José Manuel Martins Teixeira Gomes (born 28 August 1970) is a Portuguese professional football manager, currently in charge of C.S. Marítimo.

He managed União Leiria, Rio Ave and Marítimo in the Primeira Liga, while also working in Hungary, Saudi Arabia, the United Arab Emirates, England and Spain.

Football career

Early career
Born in Matosinhos, Gomes started coaching in his early 20s, beginning with the youth teams of Clube Futebol de Valadares. He also worked as an assistant at F.C. Paços de Ferreira and S.C. Covilhã.

From 1998 to 2003, Gomes worked as a fitness coach with Gil Vicente FC, Paços and S.L. Benfica. He started 2003–04 as manager of Paços in the Primeira Liga, and was fired after seven losses in the first eight games; the club's season eventually ended in relegation.

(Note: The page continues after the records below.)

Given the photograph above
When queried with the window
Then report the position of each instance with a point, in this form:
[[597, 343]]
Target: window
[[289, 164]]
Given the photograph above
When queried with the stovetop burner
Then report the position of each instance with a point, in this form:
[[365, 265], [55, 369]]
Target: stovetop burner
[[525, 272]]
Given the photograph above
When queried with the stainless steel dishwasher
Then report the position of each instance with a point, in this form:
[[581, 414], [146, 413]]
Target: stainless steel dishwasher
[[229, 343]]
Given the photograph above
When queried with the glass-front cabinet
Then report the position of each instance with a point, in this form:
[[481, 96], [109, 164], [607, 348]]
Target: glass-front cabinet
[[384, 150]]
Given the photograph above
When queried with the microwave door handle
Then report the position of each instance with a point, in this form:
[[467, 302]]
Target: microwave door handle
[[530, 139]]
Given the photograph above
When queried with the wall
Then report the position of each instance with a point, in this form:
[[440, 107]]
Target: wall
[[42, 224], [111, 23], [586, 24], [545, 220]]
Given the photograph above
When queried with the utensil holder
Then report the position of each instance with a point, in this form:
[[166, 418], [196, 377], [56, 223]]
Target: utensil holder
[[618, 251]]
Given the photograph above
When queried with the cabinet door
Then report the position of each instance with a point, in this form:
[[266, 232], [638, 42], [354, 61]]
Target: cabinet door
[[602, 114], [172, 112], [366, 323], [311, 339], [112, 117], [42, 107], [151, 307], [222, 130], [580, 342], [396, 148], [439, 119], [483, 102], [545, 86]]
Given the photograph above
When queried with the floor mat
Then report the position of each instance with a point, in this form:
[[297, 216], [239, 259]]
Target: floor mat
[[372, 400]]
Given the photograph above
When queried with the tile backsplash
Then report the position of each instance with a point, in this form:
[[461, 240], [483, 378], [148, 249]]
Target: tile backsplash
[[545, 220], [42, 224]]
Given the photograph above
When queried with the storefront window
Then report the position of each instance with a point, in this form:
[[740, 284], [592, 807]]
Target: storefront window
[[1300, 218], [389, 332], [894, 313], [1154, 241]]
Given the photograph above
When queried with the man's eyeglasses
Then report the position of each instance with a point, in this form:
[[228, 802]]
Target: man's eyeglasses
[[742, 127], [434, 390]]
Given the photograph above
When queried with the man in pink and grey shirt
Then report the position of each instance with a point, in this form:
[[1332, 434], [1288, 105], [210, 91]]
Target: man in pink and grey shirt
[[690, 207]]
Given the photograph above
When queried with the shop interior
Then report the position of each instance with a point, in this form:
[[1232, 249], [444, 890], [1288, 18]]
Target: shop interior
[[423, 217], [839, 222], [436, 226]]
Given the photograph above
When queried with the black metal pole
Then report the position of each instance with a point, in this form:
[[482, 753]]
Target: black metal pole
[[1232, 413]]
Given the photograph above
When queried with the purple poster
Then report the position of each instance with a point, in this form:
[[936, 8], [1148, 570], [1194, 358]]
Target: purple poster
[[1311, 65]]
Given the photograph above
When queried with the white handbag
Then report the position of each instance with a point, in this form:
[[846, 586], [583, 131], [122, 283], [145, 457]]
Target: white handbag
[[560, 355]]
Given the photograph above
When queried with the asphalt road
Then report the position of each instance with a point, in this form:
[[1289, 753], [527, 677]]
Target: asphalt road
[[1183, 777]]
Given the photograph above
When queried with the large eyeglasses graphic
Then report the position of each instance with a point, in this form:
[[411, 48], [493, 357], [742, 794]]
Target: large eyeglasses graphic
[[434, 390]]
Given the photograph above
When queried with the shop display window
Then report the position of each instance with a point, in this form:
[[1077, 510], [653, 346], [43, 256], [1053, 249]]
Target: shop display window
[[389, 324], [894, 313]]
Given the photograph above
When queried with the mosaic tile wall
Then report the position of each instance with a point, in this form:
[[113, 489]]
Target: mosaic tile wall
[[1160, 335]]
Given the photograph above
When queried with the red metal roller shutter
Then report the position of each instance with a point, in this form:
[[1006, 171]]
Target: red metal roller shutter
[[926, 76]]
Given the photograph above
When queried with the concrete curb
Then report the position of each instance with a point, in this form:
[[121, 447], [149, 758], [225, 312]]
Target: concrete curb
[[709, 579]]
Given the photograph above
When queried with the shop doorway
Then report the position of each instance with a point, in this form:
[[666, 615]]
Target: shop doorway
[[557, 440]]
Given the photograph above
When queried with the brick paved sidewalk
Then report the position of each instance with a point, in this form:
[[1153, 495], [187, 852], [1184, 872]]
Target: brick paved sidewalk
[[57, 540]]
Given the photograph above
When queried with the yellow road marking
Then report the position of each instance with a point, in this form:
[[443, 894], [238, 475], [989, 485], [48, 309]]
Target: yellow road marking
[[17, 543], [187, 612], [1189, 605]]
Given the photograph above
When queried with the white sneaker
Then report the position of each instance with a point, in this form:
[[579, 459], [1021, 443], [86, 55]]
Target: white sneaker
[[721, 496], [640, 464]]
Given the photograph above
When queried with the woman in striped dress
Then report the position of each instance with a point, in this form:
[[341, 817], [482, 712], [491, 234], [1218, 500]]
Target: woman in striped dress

Gomes spent most of the following years in the second division. In 2005–06 he had his second spell in Portugal's top division, drawing two matches and losing five at U.D. Leiria.

In late May 2008, Gomes was hired by FC Porto as part of Jesualdo Ferreira's staff. He spent four seasons as Ferreira's assistant at Porto, Málaga CF and Panathinaikos FC.

Videoton
On 21 January 2013, Videoton appointed Gomes as their new manager; he replaced his compatriot Paulo Sousa at the helm of the Hungarian side. He led the team to fourth place in Nemzeti Bajnokság I in his only full season, also losing the final of the Ligakupa to Diósgyőri VTK (1–2).

Arabia
Gomes then spent two seasons as head coach of Al Taawoun FC in the Saudi Professional League. On 30 May 2016 he joined Al-Ahli Saudi FC in the same league, signing a three-year deal after Christian Gross did not renew his contract. In early October, however, he was sacked and replaced by Gross.

Days later, Gomes succeeded Pablo Repetto at UAE Pro League's Baniyas Club who were struggling at the start of the campaign. He was fired on 28 January 2017 with the team still in last place, having taken four points from 12 games.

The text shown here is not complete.